Deux cent quinze taxis-motos pour 40 000 habitants
La « guerre » au sein du transport public fait rage dans la ville de Sambava. La trentaine de taxis-ville et la vingtaine de taxis-be se battent au quotidien face à la montée en puissance du taxi-moto, plus connu sous le nom de bajaj. Selon Fulgence Behavana, un conducteur de taxi-moto, il y aurait actuellement deux cent quinze Bajaj dans la ville.
« La plupart des taxis-motos appartiennent à un petit nombre de personnes. Toutefois, les jeunes qui ont gagné de l’argent grâce à la vanille ou le trafic de bois de rose commencent à s’investir dans cette filière », a remarqué un conducteur de taxi-moto.
Pendant la présente campagne de la vanille, assurer le paiement du versement quotidien de 40 000 ariary par jour pour chaque Bajaj semble aisé.
![Certaines coopératives de paysans, comme à Bemanevika, militent contre le travail abusif des enfants.]()
Qualité – Le taux de vanilline en continuelle baisse
La filière vanille fait face aujourd’hui à des sérieuses menaces. Selon une source au sein des exportateurs, l’atteinte du taux de vanilline de 2,4% sur une gousse de vanille ressemble, actuellement, à un miracle.
« Le taux moyen tourne autour de 1%. C’est comme un cauchemar car le taux est resté supérieur à 2%, il y a dix ans », a confié un exportateur de vanille de Sambava.

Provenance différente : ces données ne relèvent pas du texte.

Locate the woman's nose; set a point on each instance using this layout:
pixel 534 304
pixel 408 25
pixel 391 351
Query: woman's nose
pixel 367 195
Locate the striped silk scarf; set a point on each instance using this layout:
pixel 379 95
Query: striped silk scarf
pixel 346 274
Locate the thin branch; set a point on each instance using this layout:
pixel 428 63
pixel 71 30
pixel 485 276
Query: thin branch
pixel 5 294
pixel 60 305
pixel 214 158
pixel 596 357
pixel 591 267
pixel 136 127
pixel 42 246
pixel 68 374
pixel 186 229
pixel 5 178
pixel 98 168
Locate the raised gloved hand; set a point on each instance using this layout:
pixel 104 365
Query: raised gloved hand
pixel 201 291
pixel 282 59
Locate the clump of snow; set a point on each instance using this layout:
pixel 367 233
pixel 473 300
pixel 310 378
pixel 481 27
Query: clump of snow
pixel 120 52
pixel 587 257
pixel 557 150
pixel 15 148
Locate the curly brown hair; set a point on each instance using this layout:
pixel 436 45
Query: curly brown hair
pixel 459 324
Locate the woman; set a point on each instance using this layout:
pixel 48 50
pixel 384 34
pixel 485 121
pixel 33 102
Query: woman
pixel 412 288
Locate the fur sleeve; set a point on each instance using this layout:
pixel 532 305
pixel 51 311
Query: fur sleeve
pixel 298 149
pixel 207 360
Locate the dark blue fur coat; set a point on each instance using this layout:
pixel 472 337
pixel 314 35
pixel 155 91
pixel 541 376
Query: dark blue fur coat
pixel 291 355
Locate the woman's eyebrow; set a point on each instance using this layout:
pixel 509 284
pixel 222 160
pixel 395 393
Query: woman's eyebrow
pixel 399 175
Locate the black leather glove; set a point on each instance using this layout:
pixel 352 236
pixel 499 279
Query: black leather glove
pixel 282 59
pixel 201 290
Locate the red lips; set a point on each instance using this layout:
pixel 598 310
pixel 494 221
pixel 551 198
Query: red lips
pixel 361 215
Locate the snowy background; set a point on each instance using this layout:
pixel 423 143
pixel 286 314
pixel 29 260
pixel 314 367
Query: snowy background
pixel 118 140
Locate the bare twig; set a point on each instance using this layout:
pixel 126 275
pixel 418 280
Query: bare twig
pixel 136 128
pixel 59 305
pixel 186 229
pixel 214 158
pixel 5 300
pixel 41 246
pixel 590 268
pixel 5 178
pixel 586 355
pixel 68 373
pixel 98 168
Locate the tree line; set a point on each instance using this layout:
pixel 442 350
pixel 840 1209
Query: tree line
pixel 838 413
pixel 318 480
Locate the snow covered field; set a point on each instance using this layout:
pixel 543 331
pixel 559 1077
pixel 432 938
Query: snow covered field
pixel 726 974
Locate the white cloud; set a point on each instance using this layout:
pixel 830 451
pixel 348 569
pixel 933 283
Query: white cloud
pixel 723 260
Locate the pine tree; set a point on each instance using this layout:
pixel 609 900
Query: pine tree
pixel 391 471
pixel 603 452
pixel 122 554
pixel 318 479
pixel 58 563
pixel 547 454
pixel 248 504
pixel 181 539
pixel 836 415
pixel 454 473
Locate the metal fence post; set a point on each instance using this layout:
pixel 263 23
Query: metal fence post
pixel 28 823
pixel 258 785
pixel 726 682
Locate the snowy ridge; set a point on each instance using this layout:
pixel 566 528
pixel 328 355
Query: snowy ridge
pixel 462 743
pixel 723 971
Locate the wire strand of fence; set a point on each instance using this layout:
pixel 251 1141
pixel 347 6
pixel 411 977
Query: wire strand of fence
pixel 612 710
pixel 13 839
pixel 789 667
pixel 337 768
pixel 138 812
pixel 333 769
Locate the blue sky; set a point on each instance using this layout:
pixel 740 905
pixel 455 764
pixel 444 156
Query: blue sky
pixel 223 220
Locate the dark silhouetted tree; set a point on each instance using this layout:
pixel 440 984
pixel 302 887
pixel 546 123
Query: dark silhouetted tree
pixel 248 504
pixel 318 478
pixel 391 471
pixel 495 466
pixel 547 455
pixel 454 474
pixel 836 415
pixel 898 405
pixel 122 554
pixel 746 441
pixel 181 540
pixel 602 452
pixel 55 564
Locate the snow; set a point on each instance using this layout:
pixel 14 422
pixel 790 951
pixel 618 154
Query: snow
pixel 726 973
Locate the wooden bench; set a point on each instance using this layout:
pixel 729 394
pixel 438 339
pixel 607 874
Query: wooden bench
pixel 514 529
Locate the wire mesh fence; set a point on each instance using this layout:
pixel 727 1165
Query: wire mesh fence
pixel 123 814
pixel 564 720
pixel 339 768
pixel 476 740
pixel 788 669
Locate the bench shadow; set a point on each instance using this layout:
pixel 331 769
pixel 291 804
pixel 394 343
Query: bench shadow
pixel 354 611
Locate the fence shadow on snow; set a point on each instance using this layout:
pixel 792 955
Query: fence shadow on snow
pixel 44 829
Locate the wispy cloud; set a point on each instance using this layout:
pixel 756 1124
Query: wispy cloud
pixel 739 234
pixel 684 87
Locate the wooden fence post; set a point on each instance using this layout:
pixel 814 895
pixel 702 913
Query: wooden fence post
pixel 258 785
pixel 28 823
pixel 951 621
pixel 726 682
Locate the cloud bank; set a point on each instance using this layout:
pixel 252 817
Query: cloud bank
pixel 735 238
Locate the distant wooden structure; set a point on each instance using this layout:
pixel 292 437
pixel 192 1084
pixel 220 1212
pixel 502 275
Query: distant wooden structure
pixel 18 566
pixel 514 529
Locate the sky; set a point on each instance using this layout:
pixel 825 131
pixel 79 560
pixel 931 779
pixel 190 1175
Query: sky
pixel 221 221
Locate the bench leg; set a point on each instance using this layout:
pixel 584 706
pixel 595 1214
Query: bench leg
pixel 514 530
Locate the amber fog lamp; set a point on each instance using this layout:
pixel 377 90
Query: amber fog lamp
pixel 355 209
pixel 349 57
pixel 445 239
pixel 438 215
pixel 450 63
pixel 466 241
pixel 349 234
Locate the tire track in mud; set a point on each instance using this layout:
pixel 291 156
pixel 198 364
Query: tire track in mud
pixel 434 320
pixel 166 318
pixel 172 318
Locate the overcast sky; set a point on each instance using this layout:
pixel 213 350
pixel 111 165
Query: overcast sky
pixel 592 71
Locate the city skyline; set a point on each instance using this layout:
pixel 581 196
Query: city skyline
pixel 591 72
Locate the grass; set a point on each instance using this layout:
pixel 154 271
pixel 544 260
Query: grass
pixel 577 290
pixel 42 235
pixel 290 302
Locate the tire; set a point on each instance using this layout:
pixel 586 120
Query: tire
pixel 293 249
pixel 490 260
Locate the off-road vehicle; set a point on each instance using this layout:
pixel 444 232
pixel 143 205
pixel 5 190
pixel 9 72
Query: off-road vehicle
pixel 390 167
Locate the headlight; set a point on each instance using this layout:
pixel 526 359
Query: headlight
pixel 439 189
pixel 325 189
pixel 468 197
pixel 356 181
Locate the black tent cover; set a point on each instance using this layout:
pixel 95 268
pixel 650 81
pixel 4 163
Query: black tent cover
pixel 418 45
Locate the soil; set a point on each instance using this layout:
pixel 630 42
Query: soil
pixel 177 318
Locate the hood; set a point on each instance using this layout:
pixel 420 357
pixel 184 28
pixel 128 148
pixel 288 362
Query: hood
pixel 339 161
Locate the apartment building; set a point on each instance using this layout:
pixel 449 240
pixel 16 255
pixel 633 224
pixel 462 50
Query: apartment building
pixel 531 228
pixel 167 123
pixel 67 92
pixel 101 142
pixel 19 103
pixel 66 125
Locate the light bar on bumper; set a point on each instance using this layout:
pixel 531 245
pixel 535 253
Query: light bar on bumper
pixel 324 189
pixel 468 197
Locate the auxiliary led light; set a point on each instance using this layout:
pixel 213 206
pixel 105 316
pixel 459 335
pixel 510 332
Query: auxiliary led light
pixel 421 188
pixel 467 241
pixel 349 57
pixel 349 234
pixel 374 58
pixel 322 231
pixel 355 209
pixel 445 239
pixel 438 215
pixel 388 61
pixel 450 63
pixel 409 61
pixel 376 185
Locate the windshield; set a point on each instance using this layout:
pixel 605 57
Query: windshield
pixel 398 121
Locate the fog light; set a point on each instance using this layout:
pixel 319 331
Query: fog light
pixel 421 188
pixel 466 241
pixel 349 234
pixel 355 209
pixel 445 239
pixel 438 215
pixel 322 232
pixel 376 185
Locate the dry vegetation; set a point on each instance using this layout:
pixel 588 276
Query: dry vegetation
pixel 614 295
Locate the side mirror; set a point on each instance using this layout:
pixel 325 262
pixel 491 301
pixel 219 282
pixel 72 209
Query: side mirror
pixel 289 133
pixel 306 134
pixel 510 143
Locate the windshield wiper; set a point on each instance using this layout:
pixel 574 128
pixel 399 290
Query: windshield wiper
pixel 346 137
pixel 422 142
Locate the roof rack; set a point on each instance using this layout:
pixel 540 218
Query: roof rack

Plusieurs facteurs ont été avancés comme principales causes de cette baisse de la qualité de vanille. Le premier serait l’affluence des opportunistes. Il y aurait, selon une source au sein du service de la douane de Sambava, seize nouveaux opérateurs dans la filière vanille en quelques mois.
« Parmi ces opérateurs opportunistes, bon nombre d’entre eux utilisent des machines pour sécher les gousses de vanille et ne respectent plus la règle de l’art. Ils n’attendent plus que les gousses soient mûres et séchées au soleil. C’est pour cette raison que vous ne sentez plus l’arôme de la vanille à Sambava car peu de gens sèchent les gousses de vanille au soleil dans leurs cours », a expliqué un autre opérateur.
Les paysans ne se soucient plus ainsi de la qualité de leurs gousses de vanille car ils sont sûrs de trouver preneurs.
![SAVA4]()
Une assise nationale
L’État a initié une assise nationale sur la vanille, le 14 novembre dernier. Elle a visé à retrouver les lettres de noblesse de la vanille de la Grande île. Mais l’attention s’est tournée vers les exportateurs.
« Ce sont les exportateurs qui dictent leur loi. Ils donnent le ton quand ils ont besoin de vanille pour l’exportation. Ils nous pressent aussi à trouver des gousses même si elles sont encore vertes », a rapporté Rafaly, opérateur dans la filière.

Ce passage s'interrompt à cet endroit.